I wanted to aggregate all of this information/categorization in one place, so I put together a CSV of all domains from the three sources above (~2k domains), along with the categories assigned by each, any additional comments, etc. It's been interesting to look at the overlap as well as at the discrepancies among these. This file will probably have several applications throughout the course of the summer and will be made available to the general public.
2. Crawling news domains
Later this summer we may end up building one or more text classifier that would classify a news article based on its content (rather than the source where it was published). For example, we may build a classifier for distinguishing sensationalist vs. objective news style, a classifier for detecting right vs. left bias, etc. The first step for any of these endeavors, of course, is to collect data.

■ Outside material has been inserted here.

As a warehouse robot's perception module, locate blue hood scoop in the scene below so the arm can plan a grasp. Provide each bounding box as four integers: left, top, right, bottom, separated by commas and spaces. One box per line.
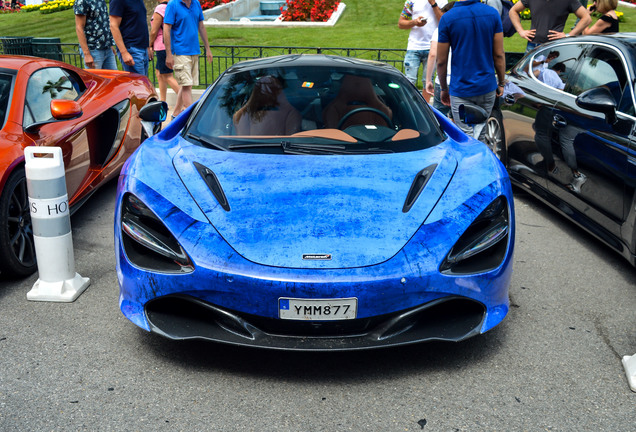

I have started to crawl the domains from the compiled file mentioned above. My approach is to tread carefully and thoughtfully in order to ensure "clean", cohesive datasets, rather than to try to automatically crawl all domains and gather as much data as possible. I hand-pick each domain to be crawled, based on information from MBFC, Open Sources, and Politifact, as well as my own judgement - only picking those domains that clearly exhibit characteristics of a potential category (ex. sensationalist, objective, pseudoscience etc.)
I am still in the process of checking the domains and adding them to the crawler. As of today (6/24), I am crawling over 100 domains, accumulating more than 1k articles daily.
3. Source Checker
GSOC mentor Amra Dorjbayar (VRT) pitched an idea for a useful demo tool - a source checker that takes a text, chops into pieces, googles the result, and returns the sources that publish this text, as well as a warning if one of the sources is not reputable. I have started putting together a prototype for this:
Using Pattern's n-gram module, I break the text into n-grams
I discard n-grams that would not be useful for googling, such as n-grams that consist primarily of named entities (ex. 'Rand', 'Paul', 'of', 'Kentucky', 'Ted', 'Cruz', 'of', 'Texas', 'Mike', 'Lee') or of stop-words (ex. 'to', 'being', 'able', 'to', 'boast', 'about', 'the', 'adoption', 'of', 'a')

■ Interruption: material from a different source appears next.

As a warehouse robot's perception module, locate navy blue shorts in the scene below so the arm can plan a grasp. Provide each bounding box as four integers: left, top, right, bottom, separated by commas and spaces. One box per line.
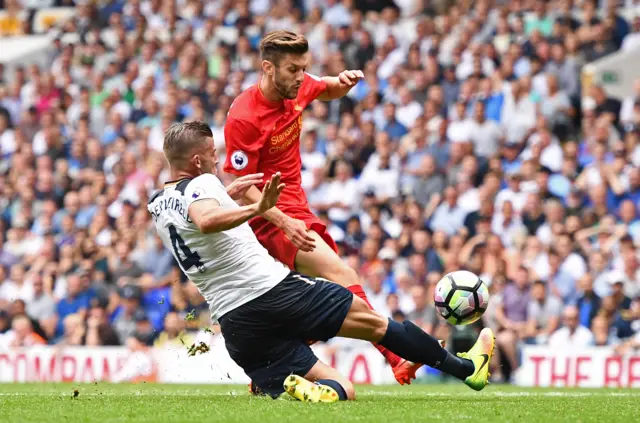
219, 272, 353, 397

I pick a random subset of the remaining n-grams and run them through Pattern's Google API
I use Pattern's Intertextuality module to choose only those results that match the text
These results can then be matched against our file of domains, and we can return to the user information about the sources that publish the text, potentially along with some sort of graph visualization
For evaluation, I am using a random subset of the crawled news articles (see above) - I break each article into snippets of various lengths, run each snippet through the tool, and check whether the domain from which the article was crawled matches one of the domains returned by the tool.
Unfortunately, this work got stalled because of Google's API query limit, so the parameters have not yet been tested and tuned. We are currently looking into using a peer-to-peer search engine like Faroo and YACY, as well as into getting budget to continue work on the Google functionality.
Overall, I believe our project is off to a great start, and I am excited to see what we achieve in July and August.